20 November 2017
So you own a good business that you manage well and is growing organically. Congratulations!
If you want to move your business onto another level, even with all the current political and economic uncertainty, now may be a good time to think about acquiring a competitor or making a strategic acquisition.
One of the first things you need to be certain of is that you have the funding and the management strength to handle an acquisition. This could mean looking into your capital structure and the debt/equity ratio in your business to be certain that you have the liquidity needed for a successful acquisition.
You also need to be certain you have a management team able to take on all detailed work necessary when making an acquisition. The management team can of course be supplemented by external advisers.
You need to think about your competitive position and future objectives so you are clear about what you are trying to achieve through an acquisition. Are you looking to increase market share, enter new markets, acquire new products or processes, benefit from economies of scale or eliminate a competitor?
Once you’ve decided what you want to achieve from going down the acquisition route you need to identify suitable targets. What should you look for? Post-acquisition integration and how you will deal with the organisational and operational challenges that may arise has to be a consideration. Are there key people in the target that you would want to retain in the enlarged business? Are there different revenue and cost models that will work in a larger business?

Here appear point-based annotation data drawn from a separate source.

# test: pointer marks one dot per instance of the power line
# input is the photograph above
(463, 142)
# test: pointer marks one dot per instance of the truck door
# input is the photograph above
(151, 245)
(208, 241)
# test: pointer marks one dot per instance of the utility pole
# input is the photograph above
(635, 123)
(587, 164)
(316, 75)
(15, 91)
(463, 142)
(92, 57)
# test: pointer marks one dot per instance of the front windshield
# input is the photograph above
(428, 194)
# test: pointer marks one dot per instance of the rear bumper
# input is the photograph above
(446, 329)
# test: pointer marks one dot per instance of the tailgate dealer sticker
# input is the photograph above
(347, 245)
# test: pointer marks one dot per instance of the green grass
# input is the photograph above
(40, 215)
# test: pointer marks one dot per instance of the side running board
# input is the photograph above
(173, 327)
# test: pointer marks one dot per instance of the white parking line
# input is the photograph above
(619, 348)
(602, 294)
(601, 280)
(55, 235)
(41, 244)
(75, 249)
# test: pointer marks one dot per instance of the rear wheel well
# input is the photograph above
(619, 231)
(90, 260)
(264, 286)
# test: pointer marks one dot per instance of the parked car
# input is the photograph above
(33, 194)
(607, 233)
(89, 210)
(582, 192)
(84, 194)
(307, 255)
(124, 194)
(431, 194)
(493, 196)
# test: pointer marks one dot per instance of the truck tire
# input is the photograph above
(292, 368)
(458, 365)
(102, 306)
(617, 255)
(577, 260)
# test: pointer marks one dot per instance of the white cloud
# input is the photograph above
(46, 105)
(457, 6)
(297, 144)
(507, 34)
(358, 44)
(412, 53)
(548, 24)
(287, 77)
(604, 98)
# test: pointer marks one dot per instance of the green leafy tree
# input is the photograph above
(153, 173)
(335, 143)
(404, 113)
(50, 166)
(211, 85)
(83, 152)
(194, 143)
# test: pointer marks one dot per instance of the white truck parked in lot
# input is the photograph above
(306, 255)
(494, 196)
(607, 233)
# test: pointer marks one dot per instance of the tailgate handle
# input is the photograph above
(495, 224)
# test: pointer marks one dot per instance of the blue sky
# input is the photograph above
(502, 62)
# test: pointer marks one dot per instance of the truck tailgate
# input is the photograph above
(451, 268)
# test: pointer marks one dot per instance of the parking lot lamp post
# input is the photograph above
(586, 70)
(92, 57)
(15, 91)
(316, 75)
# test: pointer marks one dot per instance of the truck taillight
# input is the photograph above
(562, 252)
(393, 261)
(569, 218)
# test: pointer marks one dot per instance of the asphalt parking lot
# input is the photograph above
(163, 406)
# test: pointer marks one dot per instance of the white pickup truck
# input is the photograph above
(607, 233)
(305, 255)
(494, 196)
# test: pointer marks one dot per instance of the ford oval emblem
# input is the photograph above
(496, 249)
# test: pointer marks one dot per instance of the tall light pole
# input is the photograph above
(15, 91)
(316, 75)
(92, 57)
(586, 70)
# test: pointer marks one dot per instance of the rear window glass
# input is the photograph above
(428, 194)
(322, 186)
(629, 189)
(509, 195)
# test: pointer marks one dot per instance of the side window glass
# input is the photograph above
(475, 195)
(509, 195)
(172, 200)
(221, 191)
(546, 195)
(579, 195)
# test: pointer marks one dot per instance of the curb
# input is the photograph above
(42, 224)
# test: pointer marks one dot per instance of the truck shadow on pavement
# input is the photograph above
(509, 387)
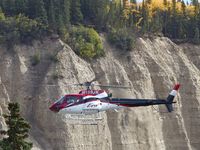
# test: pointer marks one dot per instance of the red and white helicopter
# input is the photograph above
(94, 101)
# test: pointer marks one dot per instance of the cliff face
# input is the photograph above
(151, 68)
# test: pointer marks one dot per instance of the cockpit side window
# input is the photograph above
(71, 99)
(60, 100)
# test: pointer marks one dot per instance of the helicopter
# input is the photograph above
(90, 101)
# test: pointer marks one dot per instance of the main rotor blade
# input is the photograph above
(113, 86)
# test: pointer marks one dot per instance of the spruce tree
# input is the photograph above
(196, 39)
(17, 130)
(36, 10)
(51, 15)
(76, 14)
(66, 11)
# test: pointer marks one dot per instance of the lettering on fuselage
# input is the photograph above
(92, 105)
(93, 92)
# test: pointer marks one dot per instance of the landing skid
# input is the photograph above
(82, 119)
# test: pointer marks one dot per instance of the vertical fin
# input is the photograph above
(171, 96)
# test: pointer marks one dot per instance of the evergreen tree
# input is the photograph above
(76, 14)
(9, 7)
(51, 15)
(196, 39)
(36, 10)
(66, 11)
(20, 6)
(17, 130)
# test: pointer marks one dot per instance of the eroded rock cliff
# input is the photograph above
(151, 68)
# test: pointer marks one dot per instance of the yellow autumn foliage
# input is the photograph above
(159, 5)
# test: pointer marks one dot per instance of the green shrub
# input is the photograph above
(54, 58)
(86, 42)
(35, 59)
(122, 39)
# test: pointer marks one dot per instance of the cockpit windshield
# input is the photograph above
(71, 99)
(60, 100)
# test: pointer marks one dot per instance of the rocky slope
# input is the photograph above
(151, 68)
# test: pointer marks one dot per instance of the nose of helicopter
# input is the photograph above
(53, 108)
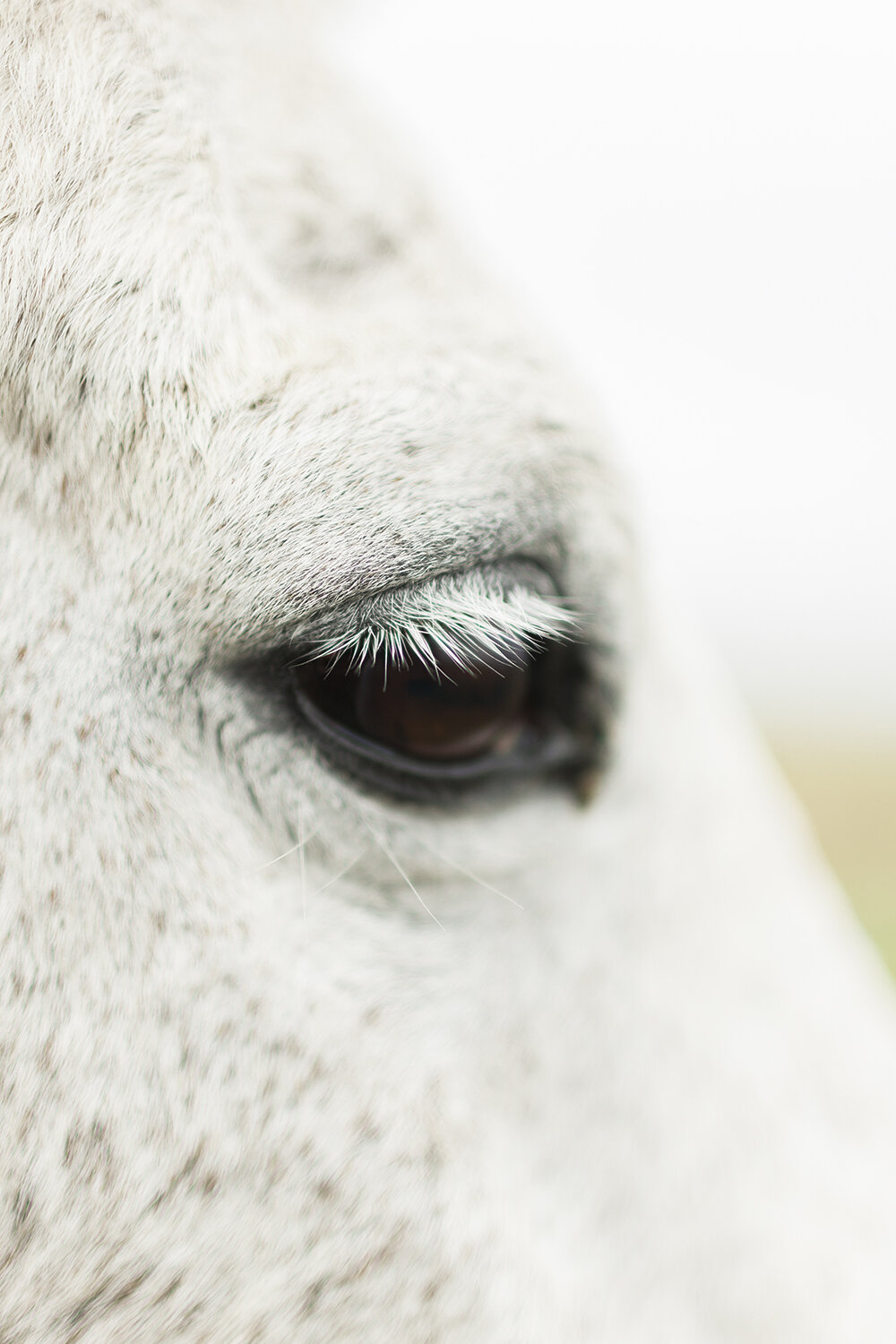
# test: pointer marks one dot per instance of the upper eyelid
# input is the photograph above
(495, 613)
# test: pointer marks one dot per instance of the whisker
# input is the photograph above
(466, 873)
(340, 874)
(402, 874)
(295, 849)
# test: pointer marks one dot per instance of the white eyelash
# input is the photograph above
(468, 623)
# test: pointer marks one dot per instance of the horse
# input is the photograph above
(402, 933)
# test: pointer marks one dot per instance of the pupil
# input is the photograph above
(440, 719)
(433, 715)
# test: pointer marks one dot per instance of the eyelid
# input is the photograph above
(485, 617)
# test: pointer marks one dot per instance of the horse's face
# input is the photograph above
(433, 997)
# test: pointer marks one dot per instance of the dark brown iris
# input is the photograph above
(427, 712)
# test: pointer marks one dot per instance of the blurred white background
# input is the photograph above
(697, 202)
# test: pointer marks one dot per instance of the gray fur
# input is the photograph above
(279, 1062)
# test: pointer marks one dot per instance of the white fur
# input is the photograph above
(252, 1089)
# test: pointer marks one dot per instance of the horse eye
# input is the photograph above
(421, 726)
(426, 711)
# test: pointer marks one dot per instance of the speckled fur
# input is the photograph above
(250, 1089)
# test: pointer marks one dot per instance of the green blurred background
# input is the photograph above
(849, 792)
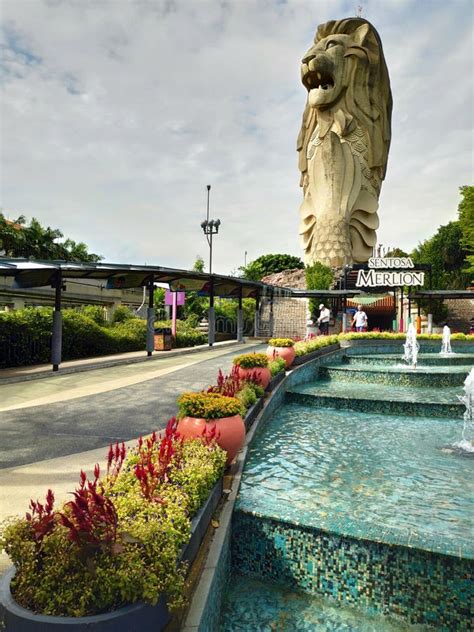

Once you’ve identified potential targets and even got as far as negotiating heads of terms you will then need to undertake due diligence on the target. Due diligence requires getting the answers to lots of questions that the buyer should ask. It encompasses a range of subjects including detailed reviews of financial, legal, commercial, human resources, management, pensions, taxation, environmental, IT, technical and intellectual property factors that may all be present in any target company. Outside advisers are usually best able to carry out this detailed work, and that also gives you a second and perhaps more impartial view of the target.
You will need a transition team to plan for the integration of the target; they will have to consider operations, processes and culture of the two businesses. It is essential to communicate with employees in the two businesses so that a clear message is conveyed, and to also set milestones and targets to monitor progress towards key objectives.
Acquiring another business will be a lot of hard work; but the benefits can be tremendous.